Why autonomous vehicles?

It’s worth remembering why we’ve embarked on our mission to develop fully autonomous vehicles. 1.3 million individuals lose their lives every year due to crashes around the world, and in the United States we’re experiencing a startling rise in the incidence of crashes and pedestrian fatalities. Passive safety features—which have led to reduced crash rates over the past several decades—have achieved full market penetration, and are thus unlikely to yield significant safety gains.  While active safety features are experiencing increasing adoption and promise to result in improved road safety, we at Aptiv are looking toward the next generation of technology—fully autonomous vehicles—as an opportunity to innovate in the name of saving lives.

Leading the definition of autonomous safety
Developing and deploying autonomous vehicles is not the “race to the finish line” that has sometimes been portrayed in the media. At Aptiv, the autonomous vehicle development process is a journey, focused on building a driverless system that is safe, reliable, efficient, and economical. 
 

Developing a safe autonomous vehicle not only requires building robust technology, it requires building robust support and trust with passengers and regulators.  Achieving this trust requires several key factors: 1) Industry collaboration between autonomous vehicle technology developers; 2) Transparency between autonomous vehicle operators, regulators, and the public at large; and finally, 3) Agreement across all stakeholders on an answer to the question How safe is safe? That is, creating a consensus among major industry players on safety standards for autonomous vehicles.

Safety First for Automated Driving
At Aptiv, we’re committed to leading the way toward a common definition of autonomous vehicle safety. On July 2, 2019, Aptiv was proud to co-release the first and most comprehensive blueprint for automated driving safety to date, entitled Safety First for Automated Driving (SaFAD). 
       

SaFAD is a blueprint for designing safe automated driving systems. Our Aptiv team worked alongside ten other global industry leaders, including BMW and Baidu, to publish SaFAD, which draws in decades of experience and broad expertise in automotive, mobility tech, safety, and regulation to articulate 12 guiding principles to guide development of safe autonomous vehicles. SaFAD’s 12 guiding principles are consistent with existing global regulatory guidance in the US, Germany, and China, and therefore represents a global development blueprint. The key objective of SaFAD is to enable development of autonomous vehicles, which will dramatically reduce the number of global road fatalities.
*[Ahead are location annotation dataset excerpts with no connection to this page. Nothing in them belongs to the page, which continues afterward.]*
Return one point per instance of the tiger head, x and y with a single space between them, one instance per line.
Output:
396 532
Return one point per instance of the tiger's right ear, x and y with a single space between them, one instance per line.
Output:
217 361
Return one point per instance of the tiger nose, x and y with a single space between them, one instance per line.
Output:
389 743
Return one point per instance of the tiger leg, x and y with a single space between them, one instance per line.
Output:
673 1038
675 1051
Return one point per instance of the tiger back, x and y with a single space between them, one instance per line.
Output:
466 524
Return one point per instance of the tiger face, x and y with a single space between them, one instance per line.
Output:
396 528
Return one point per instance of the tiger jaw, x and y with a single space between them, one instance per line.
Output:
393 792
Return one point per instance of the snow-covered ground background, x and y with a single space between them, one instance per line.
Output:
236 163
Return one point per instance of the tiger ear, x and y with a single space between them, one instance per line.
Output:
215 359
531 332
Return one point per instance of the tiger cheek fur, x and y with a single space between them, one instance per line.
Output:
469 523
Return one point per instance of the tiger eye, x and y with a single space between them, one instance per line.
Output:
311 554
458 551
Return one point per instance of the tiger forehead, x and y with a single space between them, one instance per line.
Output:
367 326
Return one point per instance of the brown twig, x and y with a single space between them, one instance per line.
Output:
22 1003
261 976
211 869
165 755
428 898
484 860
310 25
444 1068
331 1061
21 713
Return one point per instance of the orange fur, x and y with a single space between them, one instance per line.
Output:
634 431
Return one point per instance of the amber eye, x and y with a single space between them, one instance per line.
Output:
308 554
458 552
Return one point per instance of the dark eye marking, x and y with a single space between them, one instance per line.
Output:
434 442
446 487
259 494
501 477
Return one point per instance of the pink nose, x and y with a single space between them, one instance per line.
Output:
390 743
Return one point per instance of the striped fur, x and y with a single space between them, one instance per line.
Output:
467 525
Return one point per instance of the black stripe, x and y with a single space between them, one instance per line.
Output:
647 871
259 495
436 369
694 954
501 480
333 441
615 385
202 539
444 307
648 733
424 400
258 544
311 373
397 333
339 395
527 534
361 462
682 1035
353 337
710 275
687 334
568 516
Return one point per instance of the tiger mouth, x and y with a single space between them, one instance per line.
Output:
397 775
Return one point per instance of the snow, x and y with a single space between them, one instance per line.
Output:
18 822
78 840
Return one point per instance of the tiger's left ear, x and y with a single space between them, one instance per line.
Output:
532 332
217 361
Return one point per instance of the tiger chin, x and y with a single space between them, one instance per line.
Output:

aptiv-white-paper-12principles-safety

The SaFAD document pairs each guiding principle against critical autonomous vehicle design capabilities. If critical autonomous vehicle capabilities can be shown to meet the 12 principles, autonomous vehicle developers can be confident that they are on the path toward creating a safe system.
 

As an example, consider the guiding principle behavior in traffic. This principle states that automated system behavior must be easy to understand and predictable for surrounding road users. It must therefore be shown that critical perception capabilities, such as sensor fusion, perform in a manner that is better than the average human driver when the automated system’s behavior in traffic—its driving behavior and interaction with external road users—is tested.

What’s next?
Autonomous driving technology has evolved at a dramatic rate over the past several years. A wide range of development methodologies have been adopted by both established companies and a growing roster of new enterprises, resulting in widely varying perspectives on safety. It’s our responsibility as an industry to come together to develop a unified definition of a safe automated system, and provide an industry-wide answer to the question: How safe is safe?
 
Aptiv’s  mission is to develop safer, greener, and more connected solutions to enable the future of mobility, and we believe in the importance of safety above all. We look forward to additional industry leaders joining our mission to collaborate on future updates of Safety First for Automated Driving.